Already in 1911, Chagall had explored a similar theme in his painting La noce (Centre Georges Pompidou, Paris; fig. 1), and later placed it at the centre of his monumental project for the Jewish Theatre in Moscow of 1920, depicting a frieze of the nuptial ceremony flanked with four panels showing the allegorical figures of Music, Theatre, Dance and Literature. The recurring theme of weddings celebrated through music finds its roots in Hassidism, which Chagall knew well having been brought up in a Hassidic family in Vitebsk. One of the main Hassidic beliefs was that the movement of the body could lead to the movement of the soul, and therefore dancing could allow Man to communicate more easily with God.

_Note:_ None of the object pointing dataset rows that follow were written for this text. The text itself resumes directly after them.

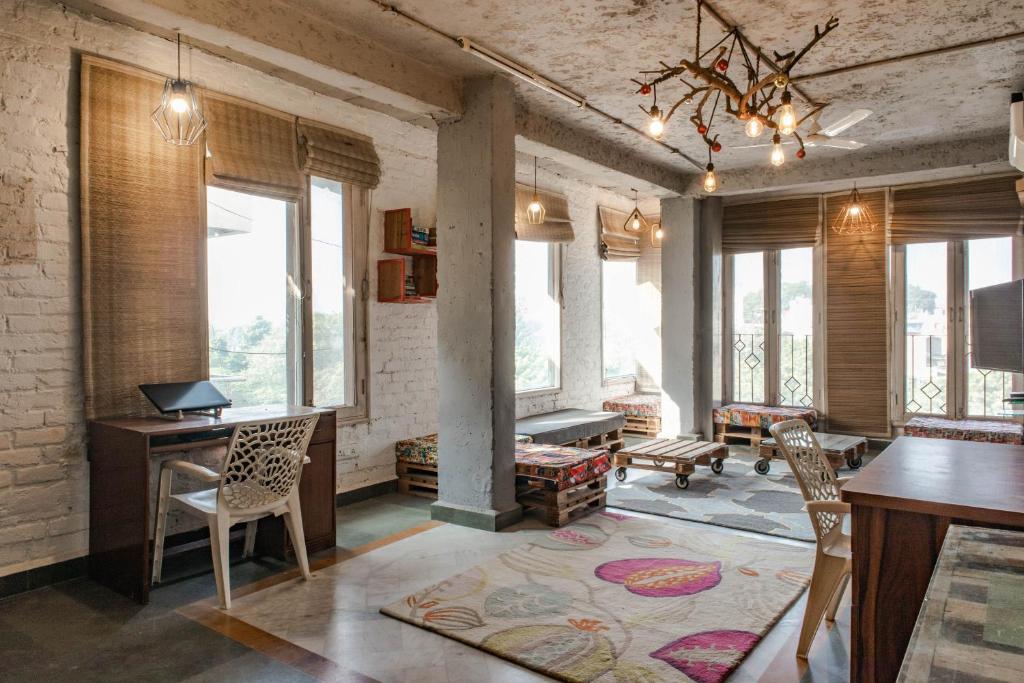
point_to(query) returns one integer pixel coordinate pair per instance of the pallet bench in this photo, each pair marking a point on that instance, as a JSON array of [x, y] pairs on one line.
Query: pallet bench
[[642, 412], [671, 455], [749, 422]]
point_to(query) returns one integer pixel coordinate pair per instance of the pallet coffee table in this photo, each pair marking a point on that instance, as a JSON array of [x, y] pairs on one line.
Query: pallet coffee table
[[671, 455], [839, 449]]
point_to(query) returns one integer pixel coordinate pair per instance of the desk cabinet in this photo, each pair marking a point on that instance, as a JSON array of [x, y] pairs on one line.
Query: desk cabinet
[[121, 453]]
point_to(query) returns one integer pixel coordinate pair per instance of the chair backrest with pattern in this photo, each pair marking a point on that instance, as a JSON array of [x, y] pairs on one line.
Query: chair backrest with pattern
[[264, 462], [809, 465]]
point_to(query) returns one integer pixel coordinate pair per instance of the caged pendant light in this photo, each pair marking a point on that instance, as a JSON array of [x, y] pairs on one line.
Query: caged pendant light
[[535, 212], [179, 118], [855, 217]]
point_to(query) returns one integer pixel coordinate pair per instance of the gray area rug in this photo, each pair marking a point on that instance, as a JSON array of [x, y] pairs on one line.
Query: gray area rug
[[739, 498]]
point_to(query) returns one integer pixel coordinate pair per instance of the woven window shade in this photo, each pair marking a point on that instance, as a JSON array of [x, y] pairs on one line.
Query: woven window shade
[[251, 148], [143, 245], [616, 244], [779, 224], [556, 225], [969, 210], [337, 155], [856, 319]]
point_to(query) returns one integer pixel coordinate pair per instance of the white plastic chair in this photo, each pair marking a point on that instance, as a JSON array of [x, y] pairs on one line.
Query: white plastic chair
[[259, 477], [820, 488]]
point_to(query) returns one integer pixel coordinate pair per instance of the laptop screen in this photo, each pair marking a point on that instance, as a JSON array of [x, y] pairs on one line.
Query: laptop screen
[[175, 396]]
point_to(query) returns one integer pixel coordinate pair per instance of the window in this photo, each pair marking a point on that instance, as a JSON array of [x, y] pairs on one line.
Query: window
[[254, 301], [771, 317], [619, 303], [268, 343], [538, 315], [932, 285]]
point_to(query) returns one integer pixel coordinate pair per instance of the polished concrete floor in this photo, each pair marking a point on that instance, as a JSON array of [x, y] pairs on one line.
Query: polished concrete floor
[[80, 631]]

In Les musicians du marriage, it seems that even animals are invited to the celebration of the matrimonial union: the hybrid figure, half-goat, half-human, appears to join in to the performance in the foreground. Chagall promotes not only the violonist's transcendent power through music, but also the almost magical effect of music breaking through the boundaries between the animal and the human worlds.

(fig. 1) Chagall, La Noce, 1911. Centre Georges Pompidou, Musée national d'art moderne, Paris.